In case the program has difficulties to recognize the pattern go to the Pattern tab and change the Image rendermode to Segmenter. This will display the binarized image. Adjust the Threshold value to try optimizing the pattern recognition. The default value is 116.

3.3 Calibration Process

Refer to the video tutorial for a visual representation of the process

1. Chief lens: It is recommended to set up zoom and focus to a setting to which it is easy to come back to with exact precision:

a. Set the focus(-ring) to the maximum value on the infinity side.

b. Zoom all the way out by turning the zoom ring to maximum.

This enables oneself to always set zoom and focus back to the exact setting with which the FLC was made.

2. Worker lens: make sure the focus and aperture positions are set and fixed and are adequate for the application.

3. Click Add Sample to capture the lens distortion for the area of the image in which the pattern is recognized. Keep the following points in mind while adding samples:

a. The board should cover approximately 1/6th to 1/3rd of the image. Adjust the distance to the camera to achieve this.

b. The board can be hand held but must be held as still as possible.

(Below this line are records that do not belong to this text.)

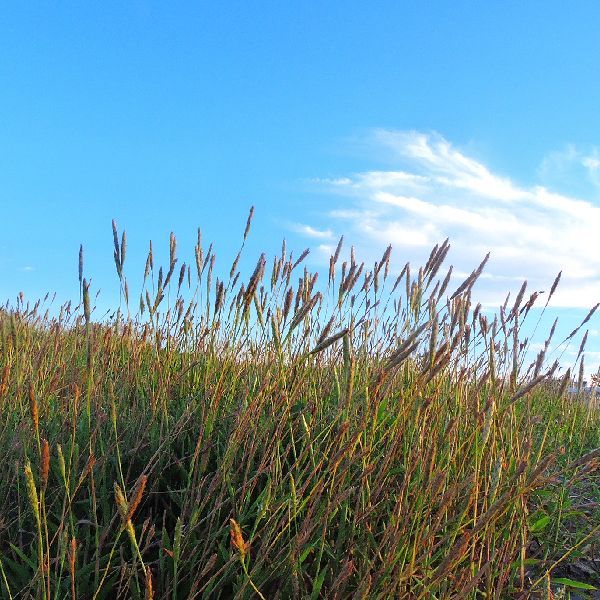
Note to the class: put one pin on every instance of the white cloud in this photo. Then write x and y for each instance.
(438, 191)
(309, 231)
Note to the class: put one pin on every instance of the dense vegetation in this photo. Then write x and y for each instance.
(379, 438)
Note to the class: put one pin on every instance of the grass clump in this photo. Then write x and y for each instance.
(375, 437)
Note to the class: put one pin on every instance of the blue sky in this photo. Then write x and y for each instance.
(385, 121)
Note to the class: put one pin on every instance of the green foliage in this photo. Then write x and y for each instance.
(370, 440)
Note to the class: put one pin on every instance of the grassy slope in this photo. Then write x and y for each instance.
(405, 458)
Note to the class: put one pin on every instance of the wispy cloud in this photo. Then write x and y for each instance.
(312, 232)
(439, 191)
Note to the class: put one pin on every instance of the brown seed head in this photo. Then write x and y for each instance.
(237, 538)
(45, 467)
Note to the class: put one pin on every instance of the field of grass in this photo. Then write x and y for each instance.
(375, 435)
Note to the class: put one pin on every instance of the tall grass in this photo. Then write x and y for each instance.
(373, 437)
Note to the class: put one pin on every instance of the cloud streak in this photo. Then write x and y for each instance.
(438, 191)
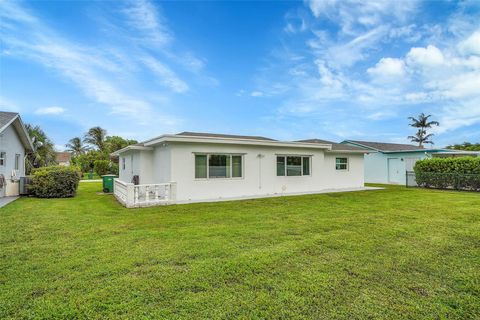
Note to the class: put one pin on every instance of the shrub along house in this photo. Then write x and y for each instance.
(15, 144)
(389, 162)
(193, 167)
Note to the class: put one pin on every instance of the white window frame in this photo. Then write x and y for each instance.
(3, 160)
(348, 164)
(219, 154)
(17, 161)
(309, 156)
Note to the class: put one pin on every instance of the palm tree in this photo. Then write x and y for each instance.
(96, 137)
(43, 149)
(76, 146)
(421, 137)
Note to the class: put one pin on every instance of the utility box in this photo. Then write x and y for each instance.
(108, 183)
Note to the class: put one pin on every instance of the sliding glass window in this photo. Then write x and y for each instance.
(218, 166)
(292, 166)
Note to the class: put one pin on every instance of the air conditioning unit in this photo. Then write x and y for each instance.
(24, 183)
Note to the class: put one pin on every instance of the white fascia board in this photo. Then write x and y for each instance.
(20, 127)
(128, 148)
(195, 139)
(8, 123)
(352, 151)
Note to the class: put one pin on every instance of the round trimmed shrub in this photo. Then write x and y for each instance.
(55, 182)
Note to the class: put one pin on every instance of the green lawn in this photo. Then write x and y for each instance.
(387, 254)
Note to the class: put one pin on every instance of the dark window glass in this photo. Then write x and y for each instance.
(200, 166)
(280, 166)
(236, 166)
(306, 166)
(218, 166)
(294, 166)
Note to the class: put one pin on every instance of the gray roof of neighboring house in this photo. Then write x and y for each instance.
(216, 135)
(335, 146)
(386, 147)
(6, 117)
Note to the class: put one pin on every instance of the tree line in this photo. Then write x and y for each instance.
(90, 151)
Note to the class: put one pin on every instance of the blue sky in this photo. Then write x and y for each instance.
(287, 70)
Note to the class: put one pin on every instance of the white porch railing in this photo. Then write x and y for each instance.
(144, 195)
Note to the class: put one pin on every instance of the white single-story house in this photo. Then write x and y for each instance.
(456, 154)
(195, 167)
(388, 163)
(15, 144)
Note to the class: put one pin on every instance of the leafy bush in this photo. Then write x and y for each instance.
(444, 173)
(55, 182)
(101, 167)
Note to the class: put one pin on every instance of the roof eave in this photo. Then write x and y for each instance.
(129, 148)
(26, 141)
(204, 139)
(351, 151)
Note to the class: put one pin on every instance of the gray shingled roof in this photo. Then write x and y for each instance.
(387, 147)
(335, 146)
(6, 117)
(215, 135)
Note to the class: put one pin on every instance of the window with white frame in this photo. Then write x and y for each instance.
(341, 163)
(293, 166)
(218, 166)
(17, 161)
(3, 158)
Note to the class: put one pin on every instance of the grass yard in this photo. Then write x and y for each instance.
(387, 254)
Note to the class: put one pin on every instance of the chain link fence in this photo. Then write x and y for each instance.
(452, 181)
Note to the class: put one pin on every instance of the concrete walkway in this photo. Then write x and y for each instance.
(6, 200)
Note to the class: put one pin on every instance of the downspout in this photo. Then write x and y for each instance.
(260, 156)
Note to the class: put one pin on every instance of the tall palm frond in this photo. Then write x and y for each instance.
(76, 146)
(96, 137)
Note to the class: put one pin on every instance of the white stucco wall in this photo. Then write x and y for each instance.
(11, 144)
(259, 174)
(136, 163)
(175, 162)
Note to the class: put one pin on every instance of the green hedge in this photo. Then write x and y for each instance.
(55, 182)
(449, 173)
(101, 167)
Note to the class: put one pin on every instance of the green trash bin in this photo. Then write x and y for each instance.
(108, 183)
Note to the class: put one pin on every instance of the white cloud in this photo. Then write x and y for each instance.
(167, 77)
(143, 15)
(388, 67)
(353, 15)
(100, 73)
(430, 56)
(471, 45)
(257, 94)
(50, 111)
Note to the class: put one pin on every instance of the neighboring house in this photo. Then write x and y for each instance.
(193, 167)
(389, 162)
(456, 154)
(15, 144)
(63, 158)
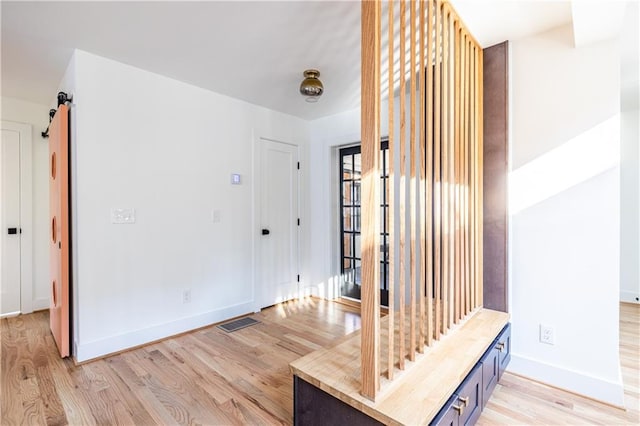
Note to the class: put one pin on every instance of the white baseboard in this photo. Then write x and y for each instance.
(629, 297)
(40, 304)
(611, 392)
(98, 348)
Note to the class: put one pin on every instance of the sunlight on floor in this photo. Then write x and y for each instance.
(291, 307)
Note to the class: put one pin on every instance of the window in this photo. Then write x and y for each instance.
(350, 249)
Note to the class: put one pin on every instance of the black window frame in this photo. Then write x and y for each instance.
(351, 289)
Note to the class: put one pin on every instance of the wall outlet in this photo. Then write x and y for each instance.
(547, 335)
(120, 216)
(216, 216)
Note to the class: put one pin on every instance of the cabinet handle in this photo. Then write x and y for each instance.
(459, 409)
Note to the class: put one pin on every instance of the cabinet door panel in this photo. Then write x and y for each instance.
(504, 346)
(448, 416)
(470, 396)
(490, 371)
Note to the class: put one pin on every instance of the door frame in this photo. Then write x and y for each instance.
(26, 212)
(256, 225)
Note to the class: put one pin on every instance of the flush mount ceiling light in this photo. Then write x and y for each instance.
(311, 87)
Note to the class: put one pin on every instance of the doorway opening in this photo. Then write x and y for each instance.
(15, 219)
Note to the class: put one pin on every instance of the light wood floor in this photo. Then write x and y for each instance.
(518, 401)
(212, 377)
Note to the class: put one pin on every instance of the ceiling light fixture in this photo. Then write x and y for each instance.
(311, 87)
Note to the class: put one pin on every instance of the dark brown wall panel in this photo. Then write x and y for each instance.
(496, 132)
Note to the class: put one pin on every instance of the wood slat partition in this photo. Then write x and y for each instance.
(391, 199)
(370, 201)
(434, 181)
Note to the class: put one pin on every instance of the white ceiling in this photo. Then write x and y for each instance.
(255, 51)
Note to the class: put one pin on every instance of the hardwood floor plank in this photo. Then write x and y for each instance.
(212, 377)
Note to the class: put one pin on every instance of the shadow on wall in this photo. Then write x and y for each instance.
(577, 160)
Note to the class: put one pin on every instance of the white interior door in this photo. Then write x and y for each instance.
(10, 222)
(278, 279)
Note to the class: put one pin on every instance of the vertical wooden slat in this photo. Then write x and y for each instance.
(422, 194)
(451, 189)
(370, 208)
(480, 142)
(403, 183)
(444, 186)
(437, 178)
(412, 182)
(391, 202)
(472, 169)
(465, 175)
(429, 173)
(472, 189)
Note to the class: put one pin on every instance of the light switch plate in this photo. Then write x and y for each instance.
(216, 215)
(123, 216)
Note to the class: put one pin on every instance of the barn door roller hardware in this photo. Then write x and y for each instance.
(63, 98)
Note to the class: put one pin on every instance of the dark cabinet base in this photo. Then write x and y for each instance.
(315, 407)
(312, 406)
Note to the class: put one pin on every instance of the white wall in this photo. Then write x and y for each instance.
(166, 149)
(630, 157)
(565, 242)
(38, 117)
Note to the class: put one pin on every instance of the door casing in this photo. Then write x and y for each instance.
(260, 298)
(26, 213)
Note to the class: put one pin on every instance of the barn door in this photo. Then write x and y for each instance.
(59, 228)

c. Light reflections on the board should be avoided

d. Do not cover any dot with your fingers.

e. Always hold the board at an angle to the camera, meaning that the board is never parallel to the cameras sensor chip.

Illustration 4: Holding the board at an angle adds depth information to the sample

4. Keep adding samples in all areas of the image until the entire image is covered with green dots.

5. While adding samples make sure that the green line which indicates the theoretical image border includes the entire image and also the corners.

Illustration 5: The green line should include the entire frame after 2 keyframes

6. Make sure that the corners and edges of the image are also covered sufficiently with green dots.

7. Add one or two samples where the board is close to the camera and is covering more than half of the image.

8. While adding samples make sure that the RMSE value stays below 1.0 and the Maximum value stays below 5.0. Values above these thresholds indicate that major errors occurred during the calibration process.

Illustration 6: RMSE and Maximum do not interpret the quality of the calibration but inform about errors that occurred

9. When at least 16 samples have been taken click Save.

10. Give the file a descriptive name, for example including the lens name. Date and time are appended automatically to the file name.

All lens files are stored in the /home/tracking/lenses folder.

4 Using a custom pattern

The settings which define the pattern can be found in the Pattern tab when activating the expert settings. When using the standard calibration board included in the shipment the default settings don’t need to be changed.

If printed on a flexible material the pattern needs to be fixed completely flat onto a perfectly plane board.

A pdf file with the single calibration target can be found here.

Illustration 7: The pattern settings

Point distance: The horizontal and vertical center-to-center distance between any pair of neighboring dots.

Size: The number of dots/circles in horizontal or vertical direction. X refers to the horizontal axis and Y to the vertical axis.

Origin: The position of the origin circle as indicated in Illustration 8. The position is the row of dots where the origin circle is located at in horizontal (X) and vertical (Y) direction. Row counting starting at 0, from left to right and from bottom to top.

Illustration 8: The origin circle highlighted. It is positioned in row 3 in horizontal direction and row 2 in vertical direction.